ISSN ONLINE(2320-9801) PRINT (2320-9798)

All submissions of the EM system will be redirected to Online Manuscript Submission System. Authors are requested to submit articles directly to Online Manuscript Submission System of respective journal.

Video Retrieval Using Fusion of Visual Features and Latent Semantic Indexing

Rashmi M, Roshan Fernandes
Dept. of Computer Science and Engineering, Nitte Mahalinga Adyanthaya Memorial Institute of Technology, Nitte, Udupi Dist., Karnataka, India
Related article at Pubmed, Scholar Google

Visit for more related articles at International Journal of Innovative Research in Computer and Communication Engineering


It is commonly acknowledged that ever-increasing video databases should be efficiently indexed to facilitate fast video retrieval. Categorizing web-based videos is an important yet challenging task. The difficulties arise from large data diversity within a category, lack of labelled data etc. Similarity matching algorithm plays an important role in Video Retrieval System. Most of the video retrieval systems are designed using traditional similarity matching algorithms that are based on distance measures. The Accuracy of retrieval system depends on the method used for detecting shots, kind of video features used for retrieval. Semantic video indexing is a step towards automatic video indexing and retrieval. Here a Latent semantic indexing (LSI) technique, based on Singular Value Decomposition and fusion of visual features like color and edge is proposed for video indexing and retrieval. A key feature of LSI is its ability to establish associations between similar kinds of information, so the probability of producing accurate index is very high.


Latent Semantic Indexing, Singular Value Decomposition, Video Visual Feature, Similarity Matching Algorithm, Video Retrieval System.

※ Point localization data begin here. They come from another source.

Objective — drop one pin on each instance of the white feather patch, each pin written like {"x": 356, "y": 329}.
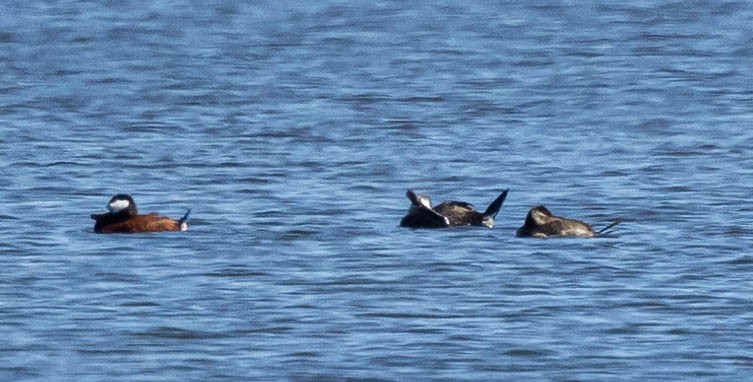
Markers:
{"x": 117, "y": 205}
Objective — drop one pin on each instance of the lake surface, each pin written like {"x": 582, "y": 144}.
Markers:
{"x": 292, "y": 132}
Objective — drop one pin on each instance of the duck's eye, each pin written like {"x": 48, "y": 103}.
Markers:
{"x": 117, "y": 205}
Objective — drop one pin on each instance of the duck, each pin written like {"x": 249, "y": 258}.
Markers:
{"x": 449, "y": 213}
{"x": 540, "y": 222}
{"x": 123, "y": 217}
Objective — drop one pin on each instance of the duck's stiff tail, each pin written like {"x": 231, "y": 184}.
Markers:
{"x": 608, "y": 228}
{"x": 493, "y": 208}
{"x": 182, "y": 222}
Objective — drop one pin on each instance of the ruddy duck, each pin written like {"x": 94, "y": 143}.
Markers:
{"x": 123, "y": 217}
{"x": 448, "y": 214}
{"x": 540, "y": 222}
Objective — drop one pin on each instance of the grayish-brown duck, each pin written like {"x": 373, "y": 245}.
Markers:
{"x": 540, "y": 222}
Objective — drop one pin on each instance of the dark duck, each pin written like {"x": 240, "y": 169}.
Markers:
{"x": 540, "y": 222}
{"x": 123, "y": 217}
{"x": 448, "y": 214}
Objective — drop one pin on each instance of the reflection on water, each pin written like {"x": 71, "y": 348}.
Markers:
{"x": 292, "y": 132}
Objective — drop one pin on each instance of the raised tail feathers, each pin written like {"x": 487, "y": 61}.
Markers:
{"x": 609, "y": 227}
{"x": 182, "y": 222}
{"x": 494, "y": 208}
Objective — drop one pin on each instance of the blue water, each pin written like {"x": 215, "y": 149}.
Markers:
{"x": 293, "y": 131}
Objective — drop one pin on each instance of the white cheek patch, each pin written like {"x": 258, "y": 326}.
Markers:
{"x": 117, "y": 205}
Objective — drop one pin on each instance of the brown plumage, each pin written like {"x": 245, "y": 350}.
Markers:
{"x": 123, "y": 217}
{"x": 448, "y": 214}
{"x": 540, "y": 222}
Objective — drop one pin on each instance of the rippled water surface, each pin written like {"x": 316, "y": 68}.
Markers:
{"x": 292, "y": 132}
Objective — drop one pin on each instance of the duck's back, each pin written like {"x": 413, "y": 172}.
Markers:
{"x": 152, "y": 222}
{"x": 458, "y": 213}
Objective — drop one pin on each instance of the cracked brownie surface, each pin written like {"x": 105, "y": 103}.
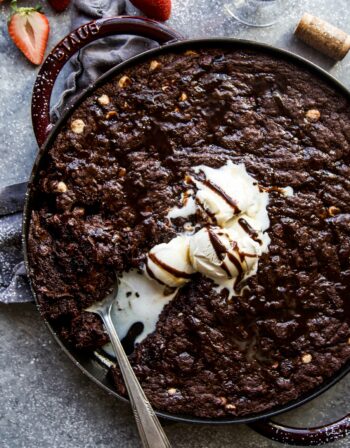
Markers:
{"x": 117, "y": 166}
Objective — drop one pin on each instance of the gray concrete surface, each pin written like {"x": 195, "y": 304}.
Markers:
{"x": 44, "y": 400}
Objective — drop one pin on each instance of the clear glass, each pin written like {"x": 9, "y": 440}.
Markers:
{"x": 258, "y": 13}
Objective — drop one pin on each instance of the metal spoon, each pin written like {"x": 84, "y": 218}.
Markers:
{"x": 151, "y": 432}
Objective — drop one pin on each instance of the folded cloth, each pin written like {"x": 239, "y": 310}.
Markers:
{"x": 91, "y": 62}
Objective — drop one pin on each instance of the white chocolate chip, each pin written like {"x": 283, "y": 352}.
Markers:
{"x": 61, "y": 187}
{"x": 154, "y": 65}
{"x": 307, "y": 358}
{"x": 124, "y": 81}
{"x": 230, "y": 407}
{"x": 110, "y": 114}
{"x": 172, "y": 391}
{"x": 313, "y": 115}
{"x": 103, "y": 100}
{"x": 77, "y": 126}
{"x": 333, "y": 210}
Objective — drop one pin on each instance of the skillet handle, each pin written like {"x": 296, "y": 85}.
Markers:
{"x": 76, "y": 40}
{"x": 316, "y": 436}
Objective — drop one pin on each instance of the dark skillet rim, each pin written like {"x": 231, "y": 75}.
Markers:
{"x": 88, "y": 362}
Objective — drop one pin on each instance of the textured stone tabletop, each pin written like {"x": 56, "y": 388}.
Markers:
{"x": 45, "y": 402}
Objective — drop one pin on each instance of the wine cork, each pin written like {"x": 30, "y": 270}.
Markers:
{"x": 323, "y": 36}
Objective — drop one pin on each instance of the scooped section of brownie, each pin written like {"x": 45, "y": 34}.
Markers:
{"x": 116, "y": 168}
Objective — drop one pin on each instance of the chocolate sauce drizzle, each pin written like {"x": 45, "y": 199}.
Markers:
{"x": 174, "y": 272}
{"x": 249, "y": 229}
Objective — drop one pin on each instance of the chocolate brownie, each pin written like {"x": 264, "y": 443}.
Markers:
{"x": 116, "y": 168}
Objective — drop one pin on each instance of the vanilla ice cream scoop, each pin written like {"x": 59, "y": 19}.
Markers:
{"x": 223, "y": 254}
{"x": 169, "y": 263}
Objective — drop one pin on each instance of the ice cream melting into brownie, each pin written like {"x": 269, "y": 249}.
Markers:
{"x": 226, "y": 249}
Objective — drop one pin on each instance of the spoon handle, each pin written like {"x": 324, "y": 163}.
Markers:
{"x": 150, "y": 430}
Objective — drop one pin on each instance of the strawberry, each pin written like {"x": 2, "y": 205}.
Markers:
{"x": 29, "y": 30}
{"x": 59, "y": 5}
{"x": 155, "y": 9}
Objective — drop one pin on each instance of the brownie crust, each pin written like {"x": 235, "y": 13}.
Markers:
{"x": 102, "y": 196}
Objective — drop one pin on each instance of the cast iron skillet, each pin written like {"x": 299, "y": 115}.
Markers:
{"x": 94, "y": 366}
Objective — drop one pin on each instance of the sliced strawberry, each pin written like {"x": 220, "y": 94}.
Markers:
{"x": 59, "y": 5}
{"x": 155, "y": 9}
{"x": 29, "y": 30}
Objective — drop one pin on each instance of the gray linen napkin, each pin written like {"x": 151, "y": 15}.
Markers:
{"x": 89, "y": 64}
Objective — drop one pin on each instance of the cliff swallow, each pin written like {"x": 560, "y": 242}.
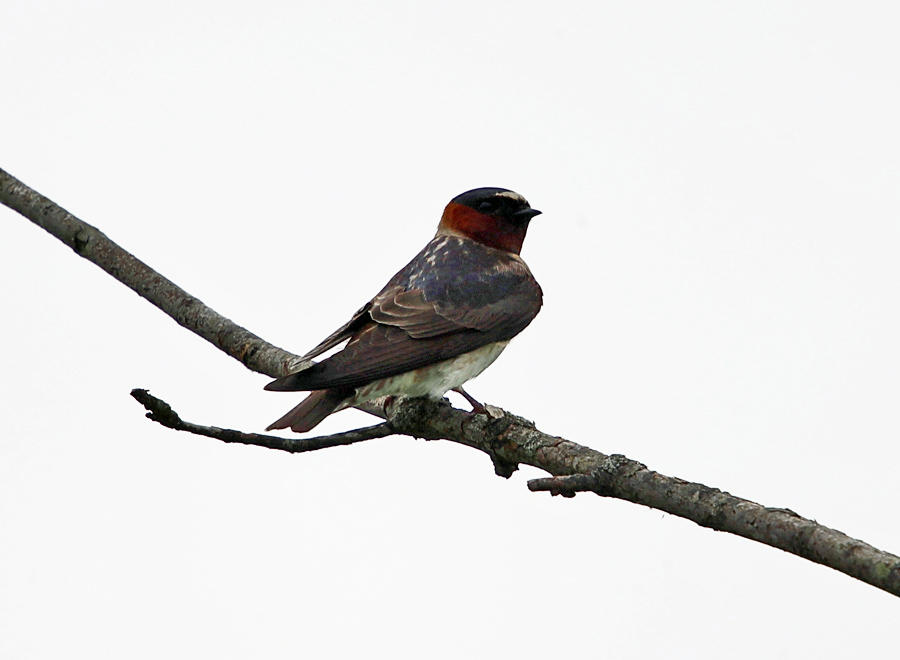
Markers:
{"x": 440, "y": 321}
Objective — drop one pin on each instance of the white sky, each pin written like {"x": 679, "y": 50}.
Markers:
{"x": 721, "y": 193}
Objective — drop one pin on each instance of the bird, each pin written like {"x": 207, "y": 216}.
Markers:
{"x": 438, "y": 322}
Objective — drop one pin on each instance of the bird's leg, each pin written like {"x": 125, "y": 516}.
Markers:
{"x": 477, "y": 407}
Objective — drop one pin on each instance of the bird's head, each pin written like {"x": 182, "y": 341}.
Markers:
{"x": 495, "y": 217}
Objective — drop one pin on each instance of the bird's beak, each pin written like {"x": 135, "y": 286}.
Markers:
{"x": 525, "y": 214}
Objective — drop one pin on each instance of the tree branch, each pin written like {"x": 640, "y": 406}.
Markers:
{"x": 509, "y": 440}
{"x": 161, "y": 412}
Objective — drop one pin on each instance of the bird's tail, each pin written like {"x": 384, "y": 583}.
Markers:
{"x": 312, "y": 410}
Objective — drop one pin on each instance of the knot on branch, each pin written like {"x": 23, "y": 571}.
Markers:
{"x": 157, "y": 410}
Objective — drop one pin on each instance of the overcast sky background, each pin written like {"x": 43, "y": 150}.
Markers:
{"x": 719, "y": 255}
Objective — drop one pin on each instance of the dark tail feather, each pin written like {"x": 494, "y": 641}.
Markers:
{"x": 312, "y": 410}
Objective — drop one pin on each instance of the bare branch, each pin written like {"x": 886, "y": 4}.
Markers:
{"x": 161, "y": 412}
{"x": 92, "y": 244}
{"x": 509, "y": 440}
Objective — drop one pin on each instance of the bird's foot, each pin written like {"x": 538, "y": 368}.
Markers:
{"x": 478, "y": 408}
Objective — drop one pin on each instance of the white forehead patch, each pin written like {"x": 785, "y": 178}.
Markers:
{"x": 511, "y": 195}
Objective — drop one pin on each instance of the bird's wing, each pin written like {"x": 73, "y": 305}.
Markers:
{"x": 449, "y": 310}
{"x": 341, "y": 334}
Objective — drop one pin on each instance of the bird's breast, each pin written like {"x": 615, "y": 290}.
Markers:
{"x": 433, "y": 380}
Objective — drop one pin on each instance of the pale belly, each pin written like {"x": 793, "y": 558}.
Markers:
{"x": 435, "y": 379}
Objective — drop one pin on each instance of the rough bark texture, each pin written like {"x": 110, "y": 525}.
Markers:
{"x": 508, "y": 440}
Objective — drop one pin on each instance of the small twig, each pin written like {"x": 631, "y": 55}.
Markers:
{"x": 161, "y": 412}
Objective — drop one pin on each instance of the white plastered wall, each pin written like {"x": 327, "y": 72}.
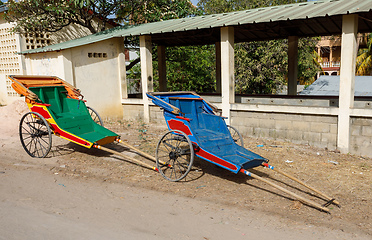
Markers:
{"x": 92, "y": 68}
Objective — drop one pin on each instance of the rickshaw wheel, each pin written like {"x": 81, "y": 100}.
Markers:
{"x": 95, "y": 116}
{"x": 35, "y": 135}
{"x": 237, "y": 137}
{"x": 174, "y": 155}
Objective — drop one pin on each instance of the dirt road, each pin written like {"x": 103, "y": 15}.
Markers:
{"x": 87, "y": 194}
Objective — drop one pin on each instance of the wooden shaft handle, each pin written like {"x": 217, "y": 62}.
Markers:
{"x": 302, "y": 199}
{"x": 136, "y": 150}
{"x": 126, "y": 157}
{"x": 302, "y": 183}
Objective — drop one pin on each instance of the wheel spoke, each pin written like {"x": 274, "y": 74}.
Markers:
{"x": 177, "y": 151}
{"x": 35, "y": 135}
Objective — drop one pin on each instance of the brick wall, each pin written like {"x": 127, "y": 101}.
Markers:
{"x": 315, "y": 130}
{"x": 361, "y": 136}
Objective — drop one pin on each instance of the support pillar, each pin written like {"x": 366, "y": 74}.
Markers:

Video is a collation of still images presented to the viewer at a faster rate so as to give the illusion of motion. With the recent advances in processing capability of computer systems, internet, multimedia technologies, the number of multimedia files and archives increase dramatically. Therefore, it becomes an important research topic to mine and cluster the multimedia data, especially to accommodate the requirements of video retrieval in a distributed environment. Assisting a human operator to receive a required video sequence within a potentially large database is called as Video Retrieval System [1].
Dynamic video is an important form of multimedia information. A video may have an auditory channel as well as a visual channel. The available information from videos includes the following[2]: 1) video metadata, which are tagged texts embedded in videos, usually including title, summary, date, actors, producer, broadcast duration, file size, video format, copyright, etc.; 2) audio information from the auditory channel; 3) transcripts: Speech transcripts can be obtained by speech recognition and caption texts can be read using optical character recognition techniques; 4) visual information contained in the images themselves from the visual channel.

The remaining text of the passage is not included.